Generative AI and Blockchain-Integrated Multi-Agent Framework for Resilient and Sustainable Fruit Cold-Chain Logistics

Abhirup Khanna  1 Sapna Jain  2 Anushree Sah  1 Sarishma Dangi  3 Abhishek Sharma  3 Sew Sun Tiang  4 Chin Hong Wong  5   6 Wei Hong Lim  4
Affiliations

Generative AI and Blockchain-Integrated Multi-Agent Framework for Resilient and Sustainable Fruit Cold-Chain Logistics

Abhirup Khanna et al. Foods. .

Abstract

The cold-chain supply of perishable fruits continues to face challenges such as fuel wastage, fragmented stakeholder coordination, and limited real-time adaptability. Traditional solutions, based on static routing and centralized control, fall short in addressing the dynamic, distributed, and secure demands of modern food supply chains. This study presents a novel end-to-end architecture that integrates multi-agent reinforcement learning (MARL), blockchain technology, and generative artificial intelligence. The system features large language model (LLM)-mediated negotiation for inter-enterprise coordination, Pareto-based reward optimization balancing spoilage, energy consumption, delivery time, and climate and emission impact.
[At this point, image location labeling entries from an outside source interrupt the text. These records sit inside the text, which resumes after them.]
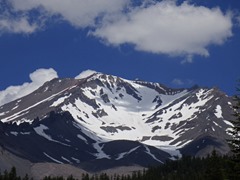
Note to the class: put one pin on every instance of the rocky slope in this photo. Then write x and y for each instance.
(104, 121)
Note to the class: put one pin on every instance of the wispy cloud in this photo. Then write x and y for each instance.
(167, 28)
(38, 78)
(20, 25)
(163, 27)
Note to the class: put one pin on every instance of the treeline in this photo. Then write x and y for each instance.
(213, 167)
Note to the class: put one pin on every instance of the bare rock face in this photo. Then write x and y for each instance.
(102, 121)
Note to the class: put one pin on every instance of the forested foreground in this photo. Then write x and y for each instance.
(213, 168)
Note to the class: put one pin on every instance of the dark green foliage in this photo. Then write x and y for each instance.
(213, 167)
(234, 143)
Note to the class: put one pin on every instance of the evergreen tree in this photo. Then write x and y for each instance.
(234, 143)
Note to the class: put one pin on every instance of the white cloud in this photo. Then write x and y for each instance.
(85, 74)
(80, 13)
(38, 78)
(160, 27)
(20, 25)
(167, 28)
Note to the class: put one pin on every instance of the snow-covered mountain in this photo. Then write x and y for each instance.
(101, 121)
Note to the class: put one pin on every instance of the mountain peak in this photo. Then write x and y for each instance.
(100, 108)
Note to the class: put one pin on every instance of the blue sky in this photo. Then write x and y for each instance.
(173, 42)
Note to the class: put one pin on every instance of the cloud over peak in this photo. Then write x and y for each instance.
(38, 78)
(159, 27)
(168, 28)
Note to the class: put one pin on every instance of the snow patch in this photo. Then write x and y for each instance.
(59, 162)
(14, 133)
(100, 154)
(218, 113)
(40, 131)
(59, 101)
(85, 74)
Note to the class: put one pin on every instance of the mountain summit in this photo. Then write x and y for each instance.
(101, 121)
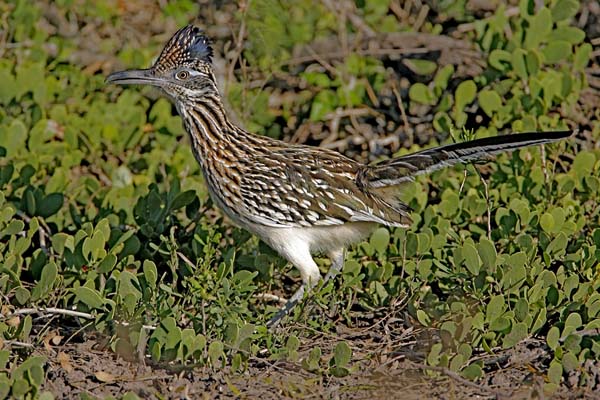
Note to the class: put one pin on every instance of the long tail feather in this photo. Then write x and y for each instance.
(405, 168)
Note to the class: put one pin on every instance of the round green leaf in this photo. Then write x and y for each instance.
(89, 297)
(490, 102)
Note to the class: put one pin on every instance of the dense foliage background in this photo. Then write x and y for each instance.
(108, 237)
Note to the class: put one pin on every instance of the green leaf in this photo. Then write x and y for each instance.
(380, 240)
(472, 372)
(500, 59)
(465, 94)
(582, 57)
(567, 33)
(183, 199)
(487, 253)
(572, 323)
(547, 222)
(342, 354)
(495, 307)
(569, 362)
(15, 226)
(471, 258)
(490, 102)
(324, 103)
(216, 354)
(107, 264)
(421, 67)
(46, 283)
(420, 93)
(553, 337)
(564, 9)
(555, 372)
(540, 27)
(516, 334)
(50, 205)
(150, 273)
(521, 309)
(519, 63)
(557, 51)
(89, 297)
(423, 318)
(583, 164)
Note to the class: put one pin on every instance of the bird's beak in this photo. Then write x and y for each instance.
(134, 76)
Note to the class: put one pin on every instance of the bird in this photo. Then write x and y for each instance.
(301, 200)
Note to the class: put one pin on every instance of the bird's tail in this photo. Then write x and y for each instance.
(402, 169)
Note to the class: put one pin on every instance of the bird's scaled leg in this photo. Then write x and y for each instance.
(310, 277)
(337, 263)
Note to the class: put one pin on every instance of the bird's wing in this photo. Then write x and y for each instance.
(402, 169)
(304, 187)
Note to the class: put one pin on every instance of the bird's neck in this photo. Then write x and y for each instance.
(213, 136)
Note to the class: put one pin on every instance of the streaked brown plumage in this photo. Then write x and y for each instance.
(298, 199)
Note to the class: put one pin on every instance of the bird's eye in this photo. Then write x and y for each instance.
(182, 75)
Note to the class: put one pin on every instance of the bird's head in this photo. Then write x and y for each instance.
(183, 70)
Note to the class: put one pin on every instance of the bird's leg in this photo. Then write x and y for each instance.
(337, 263)
(310, 277)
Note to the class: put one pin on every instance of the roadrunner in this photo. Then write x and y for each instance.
(299, 199)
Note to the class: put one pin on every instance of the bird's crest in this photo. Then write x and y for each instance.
(188, 46)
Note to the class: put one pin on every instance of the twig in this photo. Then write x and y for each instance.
(186, 260)
(270, 297)
(409, 131)
(463, 381)
(17, 343)
(487, 204)
(41, 230)
(62, 311)
(51, 310)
Smart contracts and Non-Fungible Token (NFT)-based traceability are deployed over a private Ethereum blockchain to ensure compliance, trust, and decentralized governance. Modular agents-trained using centralized training with decentralized execution (CTDE)-handle routing, temperature regulation, spoilage prediction, inventory, and delivery scheduling. Generative AI simulates demand variability and disruption scenarios to strengthen resilient infrastructure. Experiments demonstrate up to 50% reduction in spoilage, 35% energy savings, and 25% lower emissions. The system also cuts travel time by 30% and improves delivery reliability and fruit quality. This work offers a scalable, intelligent, and sustainable supply chain framework, especially suitable for resource-constrained or intermittently connected environments, laying the foundation for future-ready food logistics systems.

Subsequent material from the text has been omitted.